The merchant processor iPayment Inc. has received a buyout offer from its chairman and chief executive.
The Nashville company said Monday that Gregory S. Daily offered $38 a share and intends to take iPayment private.
iPayment's stock, which had been trading as high as $50 in December, has dropped to the low $30 range. Analysts say they are concerned about the company's revenue growth (iPayment processes credit and debit card payments, primarily for small merchants).
After the announcement of Mr. Daily's offer, the stock jumped to about $38.
iPayment said in the press release that Mr. Daily had created a company that would acquire the shares. The release noted that his proposal is subject to a few conditions, notably whether he can line up financing and whether enough other iPayment executives will participate in the transaction.

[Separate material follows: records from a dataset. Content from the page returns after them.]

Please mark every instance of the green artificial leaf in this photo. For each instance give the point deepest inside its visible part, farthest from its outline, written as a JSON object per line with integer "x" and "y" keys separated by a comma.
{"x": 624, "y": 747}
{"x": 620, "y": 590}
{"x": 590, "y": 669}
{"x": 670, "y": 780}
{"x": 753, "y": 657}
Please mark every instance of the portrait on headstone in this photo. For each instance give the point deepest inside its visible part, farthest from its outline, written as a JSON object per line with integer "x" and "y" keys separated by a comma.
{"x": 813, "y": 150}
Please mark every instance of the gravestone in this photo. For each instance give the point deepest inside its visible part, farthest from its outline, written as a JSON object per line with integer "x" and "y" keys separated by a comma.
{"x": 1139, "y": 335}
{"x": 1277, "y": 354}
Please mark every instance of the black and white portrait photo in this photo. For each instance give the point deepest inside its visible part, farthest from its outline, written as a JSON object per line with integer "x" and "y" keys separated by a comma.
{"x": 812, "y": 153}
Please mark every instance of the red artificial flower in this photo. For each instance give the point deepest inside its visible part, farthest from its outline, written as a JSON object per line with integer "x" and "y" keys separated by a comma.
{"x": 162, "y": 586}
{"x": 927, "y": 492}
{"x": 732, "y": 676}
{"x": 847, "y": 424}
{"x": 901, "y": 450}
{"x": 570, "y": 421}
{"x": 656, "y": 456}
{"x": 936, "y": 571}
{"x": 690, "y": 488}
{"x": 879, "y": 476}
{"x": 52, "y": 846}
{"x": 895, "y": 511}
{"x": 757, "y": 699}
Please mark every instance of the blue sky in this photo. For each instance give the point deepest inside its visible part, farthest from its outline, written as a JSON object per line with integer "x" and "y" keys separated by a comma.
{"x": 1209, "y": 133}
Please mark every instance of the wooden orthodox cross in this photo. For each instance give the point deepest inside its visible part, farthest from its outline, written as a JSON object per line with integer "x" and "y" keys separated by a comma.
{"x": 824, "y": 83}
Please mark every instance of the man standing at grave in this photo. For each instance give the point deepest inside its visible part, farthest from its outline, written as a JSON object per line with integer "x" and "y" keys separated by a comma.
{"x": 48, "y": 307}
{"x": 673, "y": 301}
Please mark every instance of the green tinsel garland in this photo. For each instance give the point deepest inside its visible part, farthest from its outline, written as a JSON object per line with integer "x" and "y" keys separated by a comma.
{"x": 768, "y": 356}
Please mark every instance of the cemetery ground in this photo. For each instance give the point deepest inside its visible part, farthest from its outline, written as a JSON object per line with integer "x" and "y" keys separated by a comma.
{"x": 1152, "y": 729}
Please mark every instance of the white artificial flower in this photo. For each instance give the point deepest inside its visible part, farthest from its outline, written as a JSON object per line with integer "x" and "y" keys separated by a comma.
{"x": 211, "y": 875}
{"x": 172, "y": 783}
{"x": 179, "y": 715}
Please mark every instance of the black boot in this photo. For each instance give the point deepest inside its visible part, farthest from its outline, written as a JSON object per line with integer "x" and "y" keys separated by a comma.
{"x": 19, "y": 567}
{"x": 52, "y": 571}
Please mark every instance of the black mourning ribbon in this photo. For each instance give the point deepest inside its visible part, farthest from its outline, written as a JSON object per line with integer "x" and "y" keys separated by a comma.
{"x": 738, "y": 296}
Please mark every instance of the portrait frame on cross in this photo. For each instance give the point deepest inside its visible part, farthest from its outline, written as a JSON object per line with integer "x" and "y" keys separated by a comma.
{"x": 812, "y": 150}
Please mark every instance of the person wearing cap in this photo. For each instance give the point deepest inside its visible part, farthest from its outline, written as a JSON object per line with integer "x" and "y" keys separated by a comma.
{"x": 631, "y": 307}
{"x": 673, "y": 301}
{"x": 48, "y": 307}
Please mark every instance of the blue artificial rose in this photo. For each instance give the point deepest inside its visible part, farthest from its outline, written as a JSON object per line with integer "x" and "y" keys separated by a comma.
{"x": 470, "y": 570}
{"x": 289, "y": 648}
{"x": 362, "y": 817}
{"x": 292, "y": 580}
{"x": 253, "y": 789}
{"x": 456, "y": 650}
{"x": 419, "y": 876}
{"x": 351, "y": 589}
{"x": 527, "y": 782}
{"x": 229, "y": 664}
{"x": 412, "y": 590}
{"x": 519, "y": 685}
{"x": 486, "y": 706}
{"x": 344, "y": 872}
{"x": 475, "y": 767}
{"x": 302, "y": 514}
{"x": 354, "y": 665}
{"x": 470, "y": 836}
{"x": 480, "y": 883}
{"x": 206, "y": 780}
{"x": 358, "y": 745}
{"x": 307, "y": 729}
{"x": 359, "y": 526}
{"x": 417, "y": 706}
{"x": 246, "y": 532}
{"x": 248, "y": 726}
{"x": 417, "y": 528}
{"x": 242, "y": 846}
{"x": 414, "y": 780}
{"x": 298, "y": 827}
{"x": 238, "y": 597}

The iPayment board has established a committee to study the proposal. The company did not return phone calls Monday.
Robert Dodd, an analyst with Morgan Keegan, said Monday that he was concerned about iPayment's revenue. In the past two years iPayment has bought two portfolios of small merchant customers from First Data Corp., a $55 million portfolio in December 2003 and a $130 million portfolio in December 2004.
Mr. Dodd said those acquisitions may be driving down the stock price. Before it bought the $55 million First Data portfolio, iPayment had organic revenue growth in the high teens to low 20s, he said. This year, with that portfolio on the books for more than a year, the growth will be around 10%, he said.

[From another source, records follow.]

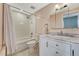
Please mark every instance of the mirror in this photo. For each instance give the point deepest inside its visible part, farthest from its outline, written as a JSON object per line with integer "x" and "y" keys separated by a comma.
{"x": 65, "y": 16}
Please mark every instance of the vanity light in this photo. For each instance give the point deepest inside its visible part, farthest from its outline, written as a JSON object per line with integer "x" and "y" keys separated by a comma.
{"x": 57, "y": 7}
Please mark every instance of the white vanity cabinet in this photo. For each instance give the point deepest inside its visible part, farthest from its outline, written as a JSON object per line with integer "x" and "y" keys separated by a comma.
{"x": 52, "y": 47}
{"x": 75, "y": 49}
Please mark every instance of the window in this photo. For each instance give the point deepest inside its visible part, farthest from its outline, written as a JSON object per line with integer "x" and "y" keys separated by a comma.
{"x": 71, "y": 22}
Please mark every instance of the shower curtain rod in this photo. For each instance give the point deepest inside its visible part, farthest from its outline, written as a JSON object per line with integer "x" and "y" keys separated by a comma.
{"x": 19, "y": 9}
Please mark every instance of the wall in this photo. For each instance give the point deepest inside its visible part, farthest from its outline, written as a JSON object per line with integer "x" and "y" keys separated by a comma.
{"x": 1, "y": 7}
{"x": 60, "y": 24}
{"x": 44, "y": 16}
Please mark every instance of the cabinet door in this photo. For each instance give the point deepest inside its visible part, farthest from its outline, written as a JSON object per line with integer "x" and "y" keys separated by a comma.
{"x": 43, "y": 47}
{"x": 75, "y": 49}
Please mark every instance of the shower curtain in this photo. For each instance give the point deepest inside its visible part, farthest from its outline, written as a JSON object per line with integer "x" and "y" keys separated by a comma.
{"x": 9, "y": 33}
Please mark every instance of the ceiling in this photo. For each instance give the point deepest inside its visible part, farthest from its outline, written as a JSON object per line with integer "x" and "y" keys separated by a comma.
{"x": 71, "y": 6}
{"x": 29, "y": 7}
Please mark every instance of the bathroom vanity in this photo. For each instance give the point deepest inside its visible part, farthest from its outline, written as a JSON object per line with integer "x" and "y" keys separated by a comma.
{"x": 54, "y": 45}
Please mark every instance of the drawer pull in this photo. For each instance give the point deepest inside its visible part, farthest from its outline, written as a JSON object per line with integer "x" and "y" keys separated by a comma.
{"x": 57, "y": 45}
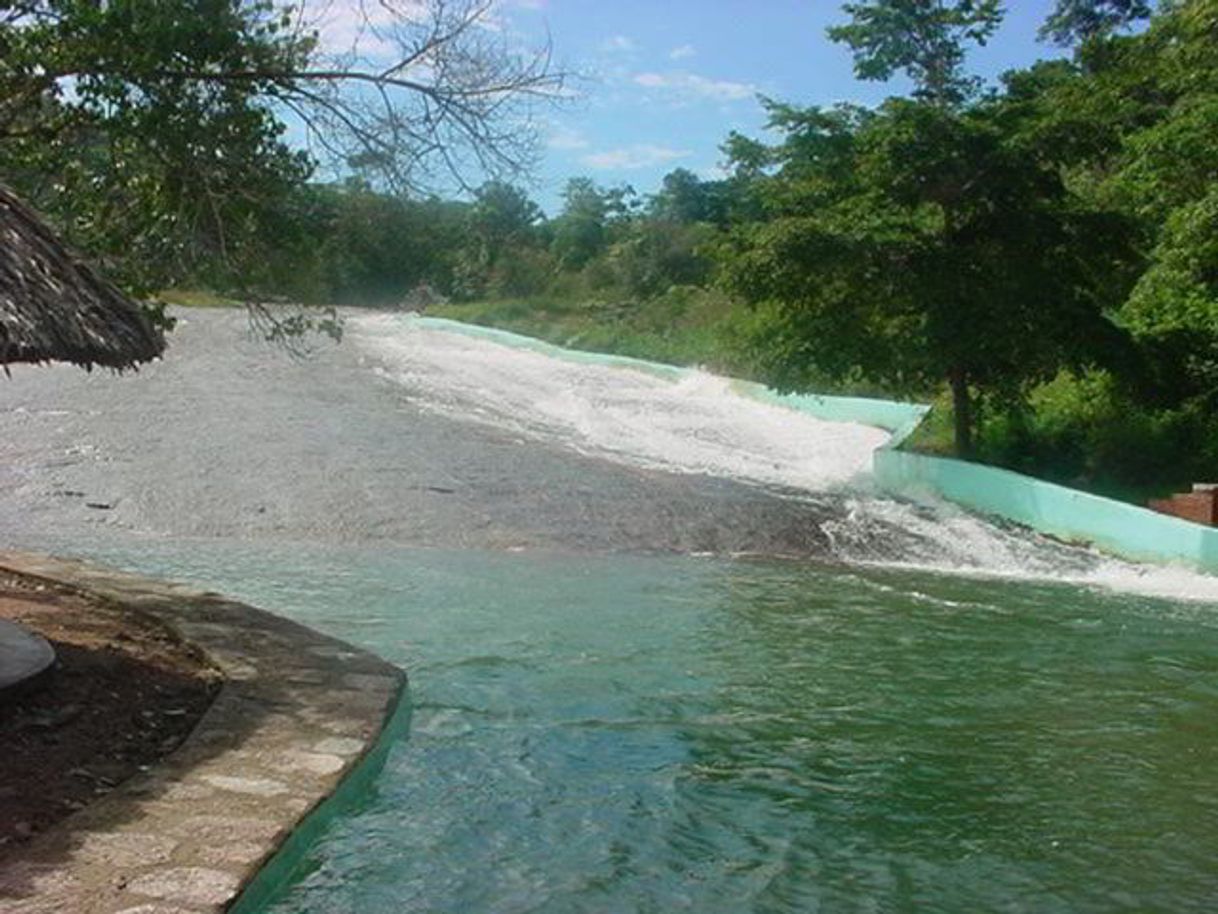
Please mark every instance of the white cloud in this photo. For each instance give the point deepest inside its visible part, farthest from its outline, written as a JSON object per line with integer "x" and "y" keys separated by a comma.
{"x": 641, "y": 155}
{"x": 692, "y": 84}
{"x": 566, "y": 138}
{"x": 619, "y": 43}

Next year, with the second portfolio on the books for a year, organic revenue growth will slow to about 5%, Mr. Dodd said. "Small merchants just go out of business more often than big merchants," he said. "Your risk of merchant attrition is higher."

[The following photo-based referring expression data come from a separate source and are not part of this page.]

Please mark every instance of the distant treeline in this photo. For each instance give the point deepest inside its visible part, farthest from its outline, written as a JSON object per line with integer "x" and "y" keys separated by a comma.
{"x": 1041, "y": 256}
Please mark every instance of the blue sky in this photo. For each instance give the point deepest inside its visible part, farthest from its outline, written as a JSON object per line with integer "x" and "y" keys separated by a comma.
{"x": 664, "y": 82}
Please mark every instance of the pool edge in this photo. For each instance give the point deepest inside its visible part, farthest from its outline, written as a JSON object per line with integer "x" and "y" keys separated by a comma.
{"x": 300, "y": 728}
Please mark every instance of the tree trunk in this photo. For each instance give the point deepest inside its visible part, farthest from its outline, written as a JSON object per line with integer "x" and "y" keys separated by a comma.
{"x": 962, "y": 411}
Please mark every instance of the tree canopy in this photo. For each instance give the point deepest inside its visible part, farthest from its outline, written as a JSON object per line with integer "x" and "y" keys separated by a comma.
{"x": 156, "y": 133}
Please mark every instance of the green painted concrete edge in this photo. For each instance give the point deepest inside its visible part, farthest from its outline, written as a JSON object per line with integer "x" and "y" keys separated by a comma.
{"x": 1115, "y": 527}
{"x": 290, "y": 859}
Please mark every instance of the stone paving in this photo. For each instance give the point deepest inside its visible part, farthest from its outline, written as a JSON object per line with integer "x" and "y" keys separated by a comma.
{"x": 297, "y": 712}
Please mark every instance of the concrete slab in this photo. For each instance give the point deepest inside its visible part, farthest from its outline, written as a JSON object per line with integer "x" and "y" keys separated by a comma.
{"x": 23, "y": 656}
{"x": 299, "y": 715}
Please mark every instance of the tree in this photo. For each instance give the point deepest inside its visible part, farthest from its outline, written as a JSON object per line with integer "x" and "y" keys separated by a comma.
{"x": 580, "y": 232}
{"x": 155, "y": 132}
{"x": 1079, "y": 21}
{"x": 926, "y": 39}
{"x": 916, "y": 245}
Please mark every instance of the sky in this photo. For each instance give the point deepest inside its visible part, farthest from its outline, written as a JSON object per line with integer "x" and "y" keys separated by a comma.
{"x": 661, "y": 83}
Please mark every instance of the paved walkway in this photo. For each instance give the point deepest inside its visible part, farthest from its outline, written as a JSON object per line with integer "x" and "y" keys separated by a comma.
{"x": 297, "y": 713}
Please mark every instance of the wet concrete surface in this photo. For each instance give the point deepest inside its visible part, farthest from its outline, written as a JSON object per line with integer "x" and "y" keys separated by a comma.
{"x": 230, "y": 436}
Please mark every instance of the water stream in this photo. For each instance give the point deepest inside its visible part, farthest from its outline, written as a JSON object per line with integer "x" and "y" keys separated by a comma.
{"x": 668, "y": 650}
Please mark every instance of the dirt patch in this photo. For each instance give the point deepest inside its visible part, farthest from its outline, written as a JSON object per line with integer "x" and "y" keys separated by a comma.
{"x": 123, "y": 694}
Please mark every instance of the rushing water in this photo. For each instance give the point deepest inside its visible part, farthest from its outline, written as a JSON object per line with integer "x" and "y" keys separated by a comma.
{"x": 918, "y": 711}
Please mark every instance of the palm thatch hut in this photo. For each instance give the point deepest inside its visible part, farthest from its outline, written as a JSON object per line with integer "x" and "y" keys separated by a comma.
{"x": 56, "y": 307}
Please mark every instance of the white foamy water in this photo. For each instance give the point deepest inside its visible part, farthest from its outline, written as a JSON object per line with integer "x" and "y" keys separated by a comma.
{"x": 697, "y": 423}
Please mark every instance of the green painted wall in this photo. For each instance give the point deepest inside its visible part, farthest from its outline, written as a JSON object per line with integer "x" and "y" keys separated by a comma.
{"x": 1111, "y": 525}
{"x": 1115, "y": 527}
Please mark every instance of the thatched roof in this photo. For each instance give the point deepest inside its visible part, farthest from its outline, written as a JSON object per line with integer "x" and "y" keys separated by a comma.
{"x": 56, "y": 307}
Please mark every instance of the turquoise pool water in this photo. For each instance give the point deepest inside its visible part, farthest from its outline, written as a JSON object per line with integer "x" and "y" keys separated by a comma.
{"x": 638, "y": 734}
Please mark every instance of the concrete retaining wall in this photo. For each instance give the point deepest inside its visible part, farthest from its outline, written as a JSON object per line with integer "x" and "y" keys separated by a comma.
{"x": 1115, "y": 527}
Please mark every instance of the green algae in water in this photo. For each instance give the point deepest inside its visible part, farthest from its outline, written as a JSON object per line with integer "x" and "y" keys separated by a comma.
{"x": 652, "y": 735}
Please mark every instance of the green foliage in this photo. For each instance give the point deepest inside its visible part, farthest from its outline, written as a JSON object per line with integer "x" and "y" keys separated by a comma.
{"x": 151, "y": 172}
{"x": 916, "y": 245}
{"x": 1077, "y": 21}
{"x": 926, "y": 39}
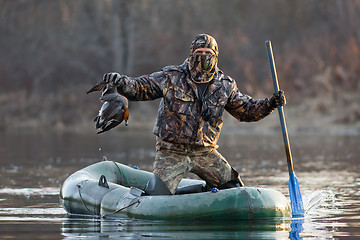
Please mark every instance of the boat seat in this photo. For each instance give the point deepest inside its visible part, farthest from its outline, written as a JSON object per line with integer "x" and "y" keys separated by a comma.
{"x": 155, "y": 186}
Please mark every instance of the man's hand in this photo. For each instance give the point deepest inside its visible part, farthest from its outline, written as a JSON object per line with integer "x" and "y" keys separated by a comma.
{"x": 277, "y": 100}
{"x": 113, "y": 78}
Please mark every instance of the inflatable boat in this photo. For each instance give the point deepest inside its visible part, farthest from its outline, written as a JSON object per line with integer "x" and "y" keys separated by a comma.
{"x": 112, "y": 190}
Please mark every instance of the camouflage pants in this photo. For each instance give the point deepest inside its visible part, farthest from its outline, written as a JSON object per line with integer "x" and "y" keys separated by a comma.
{"x": 173, "y": 161}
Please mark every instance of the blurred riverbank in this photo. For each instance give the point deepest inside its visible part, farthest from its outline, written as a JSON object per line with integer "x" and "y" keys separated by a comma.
{"x": 74, "y": 112}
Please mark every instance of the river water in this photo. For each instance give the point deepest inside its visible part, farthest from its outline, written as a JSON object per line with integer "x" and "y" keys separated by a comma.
{"x": 33, "y": 167}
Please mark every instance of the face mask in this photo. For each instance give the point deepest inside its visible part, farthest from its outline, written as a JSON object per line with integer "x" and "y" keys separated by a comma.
{"x": 202, "y": 67}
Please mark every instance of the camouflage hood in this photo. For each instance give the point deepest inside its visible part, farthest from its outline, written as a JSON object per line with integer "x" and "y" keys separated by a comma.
{"x": 203, "y": 66}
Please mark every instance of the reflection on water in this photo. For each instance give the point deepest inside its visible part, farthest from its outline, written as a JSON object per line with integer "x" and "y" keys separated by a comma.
{"x": 137, "y": 229}
{"x": 34, "y": 166}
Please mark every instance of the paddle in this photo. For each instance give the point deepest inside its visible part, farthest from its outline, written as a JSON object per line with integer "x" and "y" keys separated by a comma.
{"x": 297, "y": 207}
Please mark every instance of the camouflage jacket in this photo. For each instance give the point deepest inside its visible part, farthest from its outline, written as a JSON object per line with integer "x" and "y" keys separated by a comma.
{"x": 180, "y": 117}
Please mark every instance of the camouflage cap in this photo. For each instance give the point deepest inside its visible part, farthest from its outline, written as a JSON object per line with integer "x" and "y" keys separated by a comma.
{"x": 204, "y": 41}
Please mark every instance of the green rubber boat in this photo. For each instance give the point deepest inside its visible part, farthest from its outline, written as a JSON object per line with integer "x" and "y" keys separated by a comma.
{"x": 112, "y": 190}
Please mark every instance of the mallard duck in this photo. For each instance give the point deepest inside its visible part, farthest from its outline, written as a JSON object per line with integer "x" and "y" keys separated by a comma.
{"x": 114, "y": 109}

Gregory Smith, a director for Merrill Lynch, wrote in a research note Monday that the First Data portfolios are "dragging down the company's organic growth rate."
Matthew J. McCormack, an analyst at Friedman, Billings, Ramsey & Co. Inc., wrote that "Mr. Daily has the relationships and resources necessary to finance the deal. If the deal is consummated, we estimate that Mr. Daily will be getting a bargain."